This is the third piece of a short series of posts on the provisions concerning the crime of aggression which were passed at the Rome Statute Review Conference in Kampala in May 2010. You will find the first post by Teddy Nicholson here, and Mark’s answer to it here.
Teddy Nicholson is very right in seeing the crime of aggression as fulfilling the true legacy of the International Military Tribunal (IMT) in Nuremberg. As he points out, the German leadership was not prosecuted for war crimes, crimes against humanity and the genocide of European Jews, Sinti, Roma and all those who did not meet the ‘requirements’ of Nazi ideology. Rather, the prosecution followed an idealist and deeply political quest to make war illegal by creating ‘crimes against peace’.
Former US Supreme Court judge and US Prosecutor at the IMT Robert Jackson was a driving force behind this ‘mission’. One result of this political focus was a certain lack of attention for the victims. The crimes against ordinary people that had been tortured, raped, forced to labour, or killed by German soldiers, militias and officials were not the main issue of the trials. From my point of view this particular aspect of the legacy of the Nuremberg Trials is deeply flawed, despite an overall very positive contribution of the trials to bringing the leaders of Nazi Germany to account and pushing an agenda of getting to terms with the past (‘Vergangenheitsbewältigung’) in Germany.
The politicized nature of the IMT was acceptable in the context of its time. It was the first attempt to try crimes of an unspeakable and unprecedented magnitude on an international level. Nothing like this had been done before, and the necessary provisions were not in place. It was the right thing to go forward with the trials and set an example for the future. The lack of attention for the crimes committed against the victims can be excused on similar grounds.
Yet, international criminal law has moved on since the Nuremberg Tribunal.

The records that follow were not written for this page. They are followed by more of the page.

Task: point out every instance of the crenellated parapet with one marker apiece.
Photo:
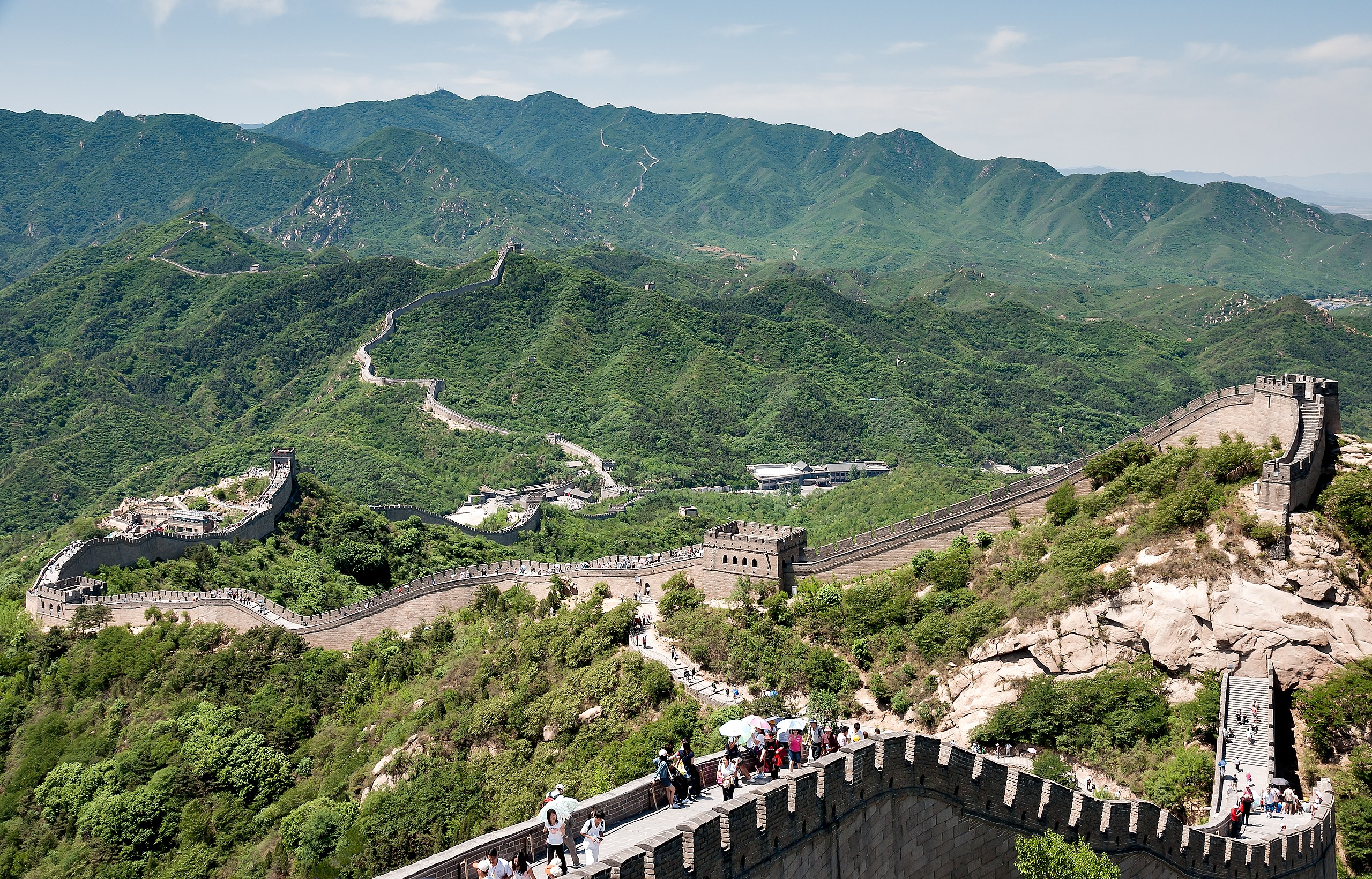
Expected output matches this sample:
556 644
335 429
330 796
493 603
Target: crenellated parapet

The International Criminal Court prides itself to be a victim centred court, which is a departure from the Nuremberg legacy that very few would criticize. Along the same lines, the ICC should move forward and not slide back to Nuremberg times in terms of avoiding political justice. From my point of view, the concept of the crime of aggression opens the door for a further politicisation of the ICC.

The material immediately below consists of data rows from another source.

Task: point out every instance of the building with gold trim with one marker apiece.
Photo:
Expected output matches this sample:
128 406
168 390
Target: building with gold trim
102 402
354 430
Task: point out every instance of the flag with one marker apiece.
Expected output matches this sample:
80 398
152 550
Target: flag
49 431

Let us have a look at the compromise struck in Kampala first. The main question was whether the UN Security Council would trigger the jurisdiction of the ICC or if a Chamber of the ICC itself would decide whether the Office of the Prosecutor could start an investigation in a case. The UN Security Council already plays a role in the jurisdiction of the Court as it has the power to refer cases to the ICC (as happened with Darfur and Libya) or to defer them for 12 months if the Council deems it necessary. I have criticized the role of the UN Security Council as a trigger for ICC jurisdiction in the past, because I believe it brings political considerations into the system.
Unsurprisingly, these fears are shared by many States Parties without real power to influence UN Security Council decisions. Thus many of them were opposed to giving the UN Security Council a role in deciding whether the crime of aggression has been triggered in a particular case. The compromise reached in Kampala allows both a UN Security Council referral as well as propio motu investigations by the OTP:
- after first ascertaining whether the Security Council has made a determination of the existence of an act of aggression (under article 39 of the UN Charter) and waiting for a period of 6 months;
- where that situation concerns an act of aggression committed between States Parties; and
- after the Pre-Trial Division of the Court has authorized the commencement of the investigation.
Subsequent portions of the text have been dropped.